Se a Nokia estivesse viva, talvez ainda existisse algum motivo para comemorar isso aqui.
O Symbian, primeiro grande sistema operacional móvel, teve papel dominante no início da era dos smartphones. Mas foi obliterado por Android e iOS, perdendo relevância histórica.
Esqueceram o Symbian no churrasco dos sistemas operacionais, e não fizeram nada com ele. Tanto, que faz um bom tempo que a Nokia o deixou como software livre, e isso foi o mesmo que abandoná-lo na chuva e no frio.
Uma trajetória brilhante

O sistema teve origem no EPOC32 da empresa britânica Psion, e ganhou força quando Nokia, Ericsson e Motorola se uniram em 1998 para formar a Symbian Ltd.

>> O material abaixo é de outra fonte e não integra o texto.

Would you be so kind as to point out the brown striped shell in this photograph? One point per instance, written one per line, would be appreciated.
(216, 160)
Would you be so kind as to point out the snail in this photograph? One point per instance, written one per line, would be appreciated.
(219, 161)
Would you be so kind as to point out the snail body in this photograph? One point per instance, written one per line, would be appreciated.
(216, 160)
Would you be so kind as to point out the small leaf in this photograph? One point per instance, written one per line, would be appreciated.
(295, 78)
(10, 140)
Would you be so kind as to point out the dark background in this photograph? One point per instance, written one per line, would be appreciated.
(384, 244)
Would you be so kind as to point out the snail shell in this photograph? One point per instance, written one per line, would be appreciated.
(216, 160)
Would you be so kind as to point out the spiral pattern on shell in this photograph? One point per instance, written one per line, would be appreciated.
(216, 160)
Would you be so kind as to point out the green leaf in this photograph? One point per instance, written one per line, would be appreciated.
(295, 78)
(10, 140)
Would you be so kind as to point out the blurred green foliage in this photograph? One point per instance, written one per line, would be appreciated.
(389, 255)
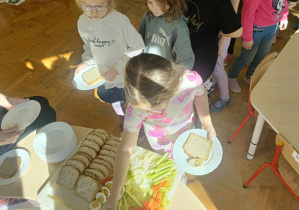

Durante os anos 2000, o Symbian equipou mais de 60% dos smartphones vendidos no mundo, sendo amplamente adotado por diversos fabricantes.
Projetado com arquitetura de microkernel em C++ e núcleo EKA2, o Symbian era extremamente eficiente para sua época. Foi concebido como um sistema em tempo real, com recursos avançados de multitarefa, baixa demanda energética e alta adaptabilidade ao hardware disponível, o que o colocava à frente de seus concorrentes.
A liberdade para tentar salvar o Symbian

Em 2010, em uma tentativa de resgatar sua relevância frente à ascensão de iOS e Android, a Nokia decidiu tornar o Symbian software livre. A expectativa era de que a comunidade open source mantivesse o projeto vivo, criando novas possibilidades a partir do código aberto.
Não deu certo.
Apesar de o código-fonte ainda estar disponível no GitHub e em outras plataformas, e existirem livros técnicos detalhando sua arquitetura, nenhum projeto relevante surgiu a partir dele.
Sistemas como BeOS e AmigaOS receberam forks e melhorias. Já o Symbian foi simplesmente abandonado.
Por que isso aconteceu?
Entre as razões para o desinteresse, está a complexidade do desenvolvimento para Symbian, mesmo com ferramentas como P.I.P.S. que facilitavam o uso de bibliotecas C.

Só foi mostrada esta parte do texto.